Underscoring the country’s commitment to climate research and promoting international collaborations, Union Earth Sciences Minister Kiren Rijiju today paid a landmark visit to the Indian Institute of Tropical Meteorology (IITM), Pune. During his visit, the Minister familiarized himself with the state-of-the-art research projects being carried out at the autonomous institute under the Ministry of Earth Sciences.
Highlights of the visit include witnessing the workings of the Pratyush supercomputer, cloud stimulation experiments and studies on lightning phenomena. Fascinated by scientific progress, the minister expressed his admiration for India’s climate expertise, which has made the country a leading player in global climate and climate research.
A significant development during the visit was the signing of two Memorandums of Understanding (MoU) between IITM Pune and Tezpur University in Assam and ARIS in Nainital, Uttarakhand. The partnership aims to promote joint research efforts to address environmental challenges and develop effective solutions.
One MoU focuses on collaborative research on biosphere-atmosphere transfer of greenhouse gases and energy fluxes observed in Kaziranga National Park, Assam, while the other focuses on similar research at Devastal, near Nainital, Uttarakhand.
Speaking on the occasion, Minister Rijiju highlighted India’s leadership in climate science and commitment to international protocols related to climate change.
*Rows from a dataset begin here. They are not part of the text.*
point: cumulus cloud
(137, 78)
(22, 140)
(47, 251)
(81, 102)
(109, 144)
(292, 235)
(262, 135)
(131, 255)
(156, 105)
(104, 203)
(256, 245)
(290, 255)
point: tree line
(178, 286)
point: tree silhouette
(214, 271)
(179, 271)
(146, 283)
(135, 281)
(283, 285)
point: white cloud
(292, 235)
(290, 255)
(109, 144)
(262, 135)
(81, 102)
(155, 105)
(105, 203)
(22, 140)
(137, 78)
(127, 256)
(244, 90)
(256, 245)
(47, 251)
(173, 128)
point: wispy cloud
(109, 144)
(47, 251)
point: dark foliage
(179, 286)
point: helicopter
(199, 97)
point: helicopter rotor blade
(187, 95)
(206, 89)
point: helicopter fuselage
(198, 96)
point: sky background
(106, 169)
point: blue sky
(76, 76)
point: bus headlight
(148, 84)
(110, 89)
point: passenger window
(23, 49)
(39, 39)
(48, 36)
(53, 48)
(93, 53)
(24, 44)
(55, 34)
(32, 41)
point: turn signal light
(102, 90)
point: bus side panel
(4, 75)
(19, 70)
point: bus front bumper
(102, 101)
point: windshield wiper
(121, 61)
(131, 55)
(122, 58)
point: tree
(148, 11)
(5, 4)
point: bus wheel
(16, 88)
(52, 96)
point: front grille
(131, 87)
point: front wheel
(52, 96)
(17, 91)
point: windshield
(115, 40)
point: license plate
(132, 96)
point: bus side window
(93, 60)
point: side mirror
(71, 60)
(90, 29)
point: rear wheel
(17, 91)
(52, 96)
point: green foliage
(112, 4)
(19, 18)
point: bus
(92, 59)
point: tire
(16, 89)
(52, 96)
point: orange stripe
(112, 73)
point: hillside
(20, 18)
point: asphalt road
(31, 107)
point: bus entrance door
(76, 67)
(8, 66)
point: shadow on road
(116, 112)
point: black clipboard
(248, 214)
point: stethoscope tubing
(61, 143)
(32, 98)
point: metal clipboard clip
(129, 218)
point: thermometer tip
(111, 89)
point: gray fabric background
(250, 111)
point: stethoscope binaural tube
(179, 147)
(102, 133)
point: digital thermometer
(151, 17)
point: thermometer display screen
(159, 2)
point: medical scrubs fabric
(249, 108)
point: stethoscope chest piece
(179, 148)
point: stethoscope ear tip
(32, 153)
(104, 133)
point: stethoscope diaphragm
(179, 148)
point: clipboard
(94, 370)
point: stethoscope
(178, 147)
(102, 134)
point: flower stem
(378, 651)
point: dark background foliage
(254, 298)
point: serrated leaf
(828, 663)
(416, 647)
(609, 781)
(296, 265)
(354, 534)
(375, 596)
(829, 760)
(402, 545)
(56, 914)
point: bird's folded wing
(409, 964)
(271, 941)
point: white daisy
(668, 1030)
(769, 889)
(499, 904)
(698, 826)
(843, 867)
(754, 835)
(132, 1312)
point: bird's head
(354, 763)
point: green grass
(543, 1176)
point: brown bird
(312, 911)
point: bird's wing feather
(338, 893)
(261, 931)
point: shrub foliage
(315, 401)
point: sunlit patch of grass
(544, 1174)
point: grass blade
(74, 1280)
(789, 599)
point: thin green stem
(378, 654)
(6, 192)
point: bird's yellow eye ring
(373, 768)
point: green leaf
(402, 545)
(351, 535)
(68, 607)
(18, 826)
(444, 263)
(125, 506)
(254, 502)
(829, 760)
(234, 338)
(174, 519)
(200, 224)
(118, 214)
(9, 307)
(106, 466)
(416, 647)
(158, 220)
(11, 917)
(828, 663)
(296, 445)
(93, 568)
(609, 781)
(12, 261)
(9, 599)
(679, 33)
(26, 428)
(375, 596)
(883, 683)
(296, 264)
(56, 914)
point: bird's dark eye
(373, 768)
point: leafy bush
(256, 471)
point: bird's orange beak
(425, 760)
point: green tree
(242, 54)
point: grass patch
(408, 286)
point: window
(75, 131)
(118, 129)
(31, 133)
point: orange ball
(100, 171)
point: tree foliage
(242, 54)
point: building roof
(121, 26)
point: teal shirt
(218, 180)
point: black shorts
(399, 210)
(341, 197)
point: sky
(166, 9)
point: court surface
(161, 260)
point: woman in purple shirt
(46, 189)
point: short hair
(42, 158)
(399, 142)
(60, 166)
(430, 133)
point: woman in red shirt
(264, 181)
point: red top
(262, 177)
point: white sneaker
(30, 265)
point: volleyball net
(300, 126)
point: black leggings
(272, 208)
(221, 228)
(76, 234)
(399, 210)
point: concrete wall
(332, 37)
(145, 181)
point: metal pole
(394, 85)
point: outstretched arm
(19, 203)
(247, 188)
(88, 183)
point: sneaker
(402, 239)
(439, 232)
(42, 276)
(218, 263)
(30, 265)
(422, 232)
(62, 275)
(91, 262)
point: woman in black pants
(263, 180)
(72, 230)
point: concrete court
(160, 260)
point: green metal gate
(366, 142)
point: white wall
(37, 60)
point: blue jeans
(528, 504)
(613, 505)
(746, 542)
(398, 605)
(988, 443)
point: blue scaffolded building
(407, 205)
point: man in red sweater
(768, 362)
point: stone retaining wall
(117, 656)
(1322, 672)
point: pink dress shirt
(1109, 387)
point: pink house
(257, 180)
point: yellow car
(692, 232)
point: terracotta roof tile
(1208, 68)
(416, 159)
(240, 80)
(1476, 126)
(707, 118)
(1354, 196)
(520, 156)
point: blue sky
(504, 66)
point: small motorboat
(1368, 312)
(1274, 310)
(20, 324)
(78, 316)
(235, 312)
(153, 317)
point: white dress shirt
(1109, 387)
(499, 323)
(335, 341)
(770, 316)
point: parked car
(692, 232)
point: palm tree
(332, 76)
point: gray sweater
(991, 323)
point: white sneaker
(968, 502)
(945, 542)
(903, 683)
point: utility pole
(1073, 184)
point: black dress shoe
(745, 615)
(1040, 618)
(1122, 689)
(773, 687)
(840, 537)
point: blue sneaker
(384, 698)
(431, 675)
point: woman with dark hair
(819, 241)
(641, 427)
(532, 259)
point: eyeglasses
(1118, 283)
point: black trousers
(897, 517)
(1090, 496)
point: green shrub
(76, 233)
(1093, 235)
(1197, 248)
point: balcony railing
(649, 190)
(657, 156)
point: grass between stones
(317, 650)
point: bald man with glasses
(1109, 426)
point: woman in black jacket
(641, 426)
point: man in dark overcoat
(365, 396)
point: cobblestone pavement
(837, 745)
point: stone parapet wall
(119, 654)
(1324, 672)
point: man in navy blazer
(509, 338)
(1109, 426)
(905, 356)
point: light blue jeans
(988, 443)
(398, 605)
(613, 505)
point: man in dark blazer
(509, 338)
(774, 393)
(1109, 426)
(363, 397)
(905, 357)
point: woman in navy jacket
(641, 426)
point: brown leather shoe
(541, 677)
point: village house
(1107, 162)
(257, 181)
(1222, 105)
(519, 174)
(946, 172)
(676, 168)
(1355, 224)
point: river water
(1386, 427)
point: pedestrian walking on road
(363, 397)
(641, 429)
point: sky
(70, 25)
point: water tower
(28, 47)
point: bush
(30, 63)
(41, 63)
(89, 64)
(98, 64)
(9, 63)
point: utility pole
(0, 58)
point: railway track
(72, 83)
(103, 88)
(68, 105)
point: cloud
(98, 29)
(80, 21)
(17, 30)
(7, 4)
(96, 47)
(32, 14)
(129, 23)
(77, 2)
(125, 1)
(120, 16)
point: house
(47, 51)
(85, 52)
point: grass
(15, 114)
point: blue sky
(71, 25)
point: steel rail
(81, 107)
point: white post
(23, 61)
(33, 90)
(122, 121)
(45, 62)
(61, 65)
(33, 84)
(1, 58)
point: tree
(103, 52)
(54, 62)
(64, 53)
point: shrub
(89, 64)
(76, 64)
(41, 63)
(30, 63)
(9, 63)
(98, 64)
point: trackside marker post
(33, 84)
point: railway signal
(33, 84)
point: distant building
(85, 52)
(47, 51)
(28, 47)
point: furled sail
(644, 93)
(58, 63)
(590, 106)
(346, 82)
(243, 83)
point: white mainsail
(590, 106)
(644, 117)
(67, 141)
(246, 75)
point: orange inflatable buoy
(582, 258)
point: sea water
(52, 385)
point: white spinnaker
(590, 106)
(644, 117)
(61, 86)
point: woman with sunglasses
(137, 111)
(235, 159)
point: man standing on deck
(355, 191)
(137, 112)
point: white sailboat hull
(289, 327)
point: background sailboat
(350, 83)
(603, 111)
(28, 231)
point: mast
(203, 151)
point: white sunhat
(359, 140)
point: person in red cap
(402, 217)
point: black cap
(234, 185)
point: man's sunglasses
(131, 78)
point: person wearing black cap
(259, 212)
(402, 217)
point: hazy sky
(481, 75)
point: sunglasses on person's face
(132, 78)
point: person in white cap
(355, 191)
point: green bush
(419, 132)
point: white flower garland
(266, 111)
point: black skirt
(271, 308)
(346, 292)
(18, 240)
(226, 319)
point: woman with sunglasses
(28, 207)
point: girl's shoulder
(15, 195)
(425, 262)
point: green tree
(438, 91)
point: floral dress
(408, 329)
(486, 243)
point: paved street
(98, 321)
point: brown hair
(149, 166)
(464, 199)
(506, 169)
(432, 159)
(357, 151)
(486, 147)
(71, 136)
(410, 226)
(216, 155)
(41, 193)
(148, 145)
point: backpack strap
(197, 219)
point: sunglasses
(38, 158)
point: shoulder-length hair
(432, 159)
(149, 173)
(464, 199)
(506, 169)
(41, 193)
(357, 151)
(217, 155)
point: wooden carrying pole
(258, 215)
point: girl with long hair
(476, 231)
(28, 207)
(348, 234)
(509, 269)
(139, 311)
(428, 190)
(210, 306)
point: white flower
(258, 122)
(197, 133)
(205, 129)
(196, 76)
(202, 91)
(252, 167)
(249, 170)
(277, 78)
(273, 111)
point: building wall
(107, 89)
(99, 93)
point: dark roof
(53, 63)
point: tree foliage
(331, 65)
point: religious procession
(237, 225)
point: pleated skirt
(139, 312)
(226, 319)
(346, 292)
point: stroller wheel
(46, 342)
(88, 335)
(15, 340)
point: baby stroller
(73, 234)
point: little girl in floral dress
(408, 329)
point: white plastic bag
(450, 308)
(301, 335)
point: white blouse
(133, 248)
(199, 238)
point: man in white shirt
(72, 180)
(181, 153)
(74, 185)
He expressed pride in the contribution of Indian scientists to the global climate research community. The Minister acknowledged the ever-changing climate patterns and emphasized the importance of continuous advancement of scientific capabilities to effectively adapt to these changes.
Also, the minister shared exciting news about the upcoming powerful supercomputer, which will significantly enhance India’s forecasting capabilities and research on various aspects of weather and climate. Hailing IITM Pune’s pioneering role in climate change research, the Union Earth Sciences Minister hailed the institute’s world-class facilities and stated that it would continue to be the backbone of India’s future efforts in the field.
During the visit, the minister also revealed India’s plans to implement 24-hour manning at its arctic station ‘Himadri’. While the station is currently manned by Indian scientists during the summer, discussions are underway to ensure year-round operation, indicating India’s growing interest and involvement in triosphere studies.
Also, Minister Rijiju acknowledged India’s strides in deep-sea exploration. Through the ongoing Deep Ocean Mission, the Ministry of Geosciences aims to study geology, seismology and other aspects of the ocean—an uncharted territory that holds immense potential for India’s blue economy and future economic growth.
The Minister concluded by discussing various projects initiated by the Ministry, including the development of a desalination plant for fresh water production at Kavarathi in Lakshadweep and a deep manned submarine being developed by NIOT Chennai. The Ministry, along with the Indian National Center for Ocean Information Services (INCOIS), is also conducting awareness workshops on marine information and advisory services for the fishing community.
Dr. M. Ravichandran, Secretary, Ministry of Earth Sciences, Pune IITM Director Dr. R. along with scientists and officials of IITM. Further demonstrating India’s commitment to promoting climate and climate research, the Earth Sciences Minister released the “Indradhanush Patrika” during the visit.